Auch hier gilt: Diesen Effekt muss man dezent einsetzen, sonst klingt er zu aufdringlich! Das ADT-Plug-in sorgt zuerst dafür, dass das Signal leicht verzögert und gedoppelt wird, die beiden Pitch-Shifter simulieren einen Chor-Effekt, und das alles landet im recht kurzen Hall mit kurzer Decay-Zeit. Dieser Effekt wird dem Gesang lediglich ganz dezent beigemischt und dient nicht wirklich zur Erzeugung eines Raumeindrucks, sondern lediglich als Dickmacher. Natürlich kann man diesen Effekt auch noch auf Pitch-Shifter mit Formant-Verschiebungen erweitern …
Bittersweet und Reverb
Wo wir gerade beim Thema Hall sind: Mit dem kleinen Plugin Bittersweet von Flux (www.fluxhome.com/products/freewares/ bittersweet-v3) kann man den Hall-Send so vorbearbeiten, dass Transienten stärker oder schwächer auf dein gewohntes Lieblings-HallPlug-in treffen. Eine Transientenverstärkung bei perkussiven Sounds führt beispielsweise dazu, dass die Hallfahne lauter wahrgenommen wird und dadurch die Lautstärke des HallSends insgesamt reduziert werden kann. Für Vocals dagegen eignet sich genau der andere Weg. Dort kann ein Reduzieren der Transienten zu einem homogeneren Hallsignal beitragen. Harte Konsonanten werden dadurch etwas auf dem HallSend reduziert, und ein etwas stärkerer Raumeindruck stört dadurch weniger im Gesamtmix.
Bittersweet und ADT
In Kombination mit dem ADT-Plug-in kann man Bittersweet ebenfalls einsetzen. Viele gedoppelte Spuren sind ja eben nur dann gut, wenn man die Dopplung kaum bewusst wahrnimmt und sie das Originalsignal dezent unterstützen. Transienten führen aber genau dazu, dass wir diese deutlich heraushören. Mit Bittersweet kann man die Transienten der Dopplungen abschleifen und die gedoppelten Takes somit automatisch unserer Aufmerksamkeit entziehen.
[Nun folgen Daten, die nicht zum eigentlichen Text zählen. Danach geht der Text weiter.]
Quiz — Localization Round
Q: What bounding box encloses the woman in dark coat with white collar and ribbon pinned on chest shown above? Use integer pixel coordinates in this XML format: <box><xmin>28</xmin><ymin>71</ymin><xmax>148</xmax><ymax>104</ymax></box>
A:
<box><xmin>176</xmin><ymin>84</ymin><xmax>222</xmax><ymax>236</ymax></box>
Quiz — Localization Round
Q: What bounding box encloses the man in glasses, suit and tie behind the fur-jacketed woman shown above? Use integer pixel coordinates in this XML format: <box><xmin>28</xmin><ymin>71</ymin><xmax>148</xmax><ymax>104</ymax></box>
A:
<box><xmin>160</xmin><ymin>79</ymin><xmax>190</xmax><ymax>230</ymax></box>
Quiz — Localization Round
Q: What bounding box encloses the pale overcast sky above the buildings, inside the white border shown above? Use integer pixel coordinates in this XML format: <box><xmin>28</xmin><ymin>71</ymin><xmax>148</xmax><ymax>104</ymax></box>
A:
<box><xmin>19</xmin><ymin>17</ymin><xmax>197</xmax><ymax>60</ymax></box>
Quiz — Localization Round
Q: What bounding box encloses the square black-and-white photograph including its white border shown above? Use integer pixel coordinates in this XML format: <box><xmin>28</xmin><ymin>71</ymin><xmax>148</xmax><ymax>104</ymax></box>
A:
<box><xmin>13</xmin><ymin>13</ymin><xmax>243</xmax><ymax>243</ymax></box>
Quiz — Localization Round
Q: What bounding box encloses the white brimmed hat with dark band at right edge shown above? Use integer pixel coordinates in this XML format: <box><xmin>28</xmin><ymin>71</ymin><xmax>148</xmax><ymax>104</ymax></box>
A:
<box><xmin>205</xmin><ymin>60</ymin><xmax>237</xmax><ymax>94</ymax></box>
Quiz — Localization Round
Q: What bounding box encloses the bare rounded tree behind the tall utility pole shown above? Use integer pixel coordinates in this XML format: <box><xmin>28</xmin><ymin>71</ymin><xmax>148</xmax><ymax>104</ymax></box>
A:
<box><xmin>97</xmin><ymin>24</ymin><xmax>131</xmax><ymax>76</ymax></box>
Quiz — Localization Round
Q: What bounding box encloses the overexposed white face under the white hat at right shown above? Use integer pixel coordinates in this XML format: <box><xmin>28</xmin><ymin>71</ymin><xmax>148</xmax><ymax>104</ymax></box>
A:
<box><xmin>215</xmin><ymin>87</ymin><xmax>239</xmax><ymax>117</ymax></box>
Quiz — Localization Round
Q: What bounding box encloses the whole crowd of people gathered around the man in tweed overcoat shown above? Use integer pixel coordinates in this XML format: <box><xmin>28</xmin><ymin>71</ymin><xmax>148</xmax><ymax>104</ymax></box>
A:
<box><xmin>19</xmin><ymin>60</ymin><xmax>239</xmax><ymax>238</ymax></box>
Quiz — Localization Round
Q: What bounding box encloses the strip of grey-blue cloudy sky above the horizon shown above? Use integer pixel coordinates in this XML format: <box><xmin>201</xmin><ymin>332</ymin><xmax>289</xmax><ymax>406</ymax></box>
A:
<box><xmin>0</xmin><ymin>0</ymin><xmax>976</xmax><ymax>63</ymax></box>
Dazu fügst du Bittersweet einfach hinter dem ADT-Plugin oder einer der bisher vorgestellten ADT-Schaltungen ein und reduzierst den Transienten-Anteil des Signals.
Akzente setzen
Von Togu Audio Line gibt es mit dem TAL-Filter-II (kunz. corrupt.ch) ein kostenloses Plug-in, mit dem man mehrfach eingespielte, gedoppelte Spuren rhythmisch einfach akzentuieren kann. Das ist insbesondere dann nützlich, wenn die Dopplungen nicht alle ganz perfekt gespielt wurden und man auch mit Audio-Quantisierungen oder dem Editieren einzelner Audioschnipsel nicht weiterkommt. Das TAL-Filter-II synchronisiert alle Filter-, Pan- und Lautstärkebewegungen immer synchron zum Songtempo. Bei gedoppelten Rhythmusgitarren kann man damit schön die Attacks völlig synchron zum Songtempo herausarbeiten. Dabei lohnt es sich, mit den Filtern des Plug-ins zu experimentieren: Einfach einen Verlauf einzeichnen, der die Attacks etwas betont und die Signale nach hinten etwas in den Höhen abdämpft − manchmal reicht das schon, um die Dopplungen anzugleichen.
Sahnetorte
Diese ganzen Tricks sind natürlich alles nur Details, die in dieser oder ähnlicher Form in einem Song normalerweise nur sehr dezent eingesetzt werden. Der tontechnische Laie wird sie bewusst kaum wahrnehmen, und übertrieben ein – gesetzt klingen diese Effekte auch extrem unnatürlich. Aber dezent eingesetzt, lässt sich damit manchmal unser Ohr überlisten, und wir können viele Spuren größer und voluminöser erscheinen lassen. Wichtig dabei ist aber die Mischung: Wenn alle Spuren gedoppelt, laut und breit im Stereomix platziert werden, dann ist die Wirkung dahin! Viel Spaß beim Experimentieren!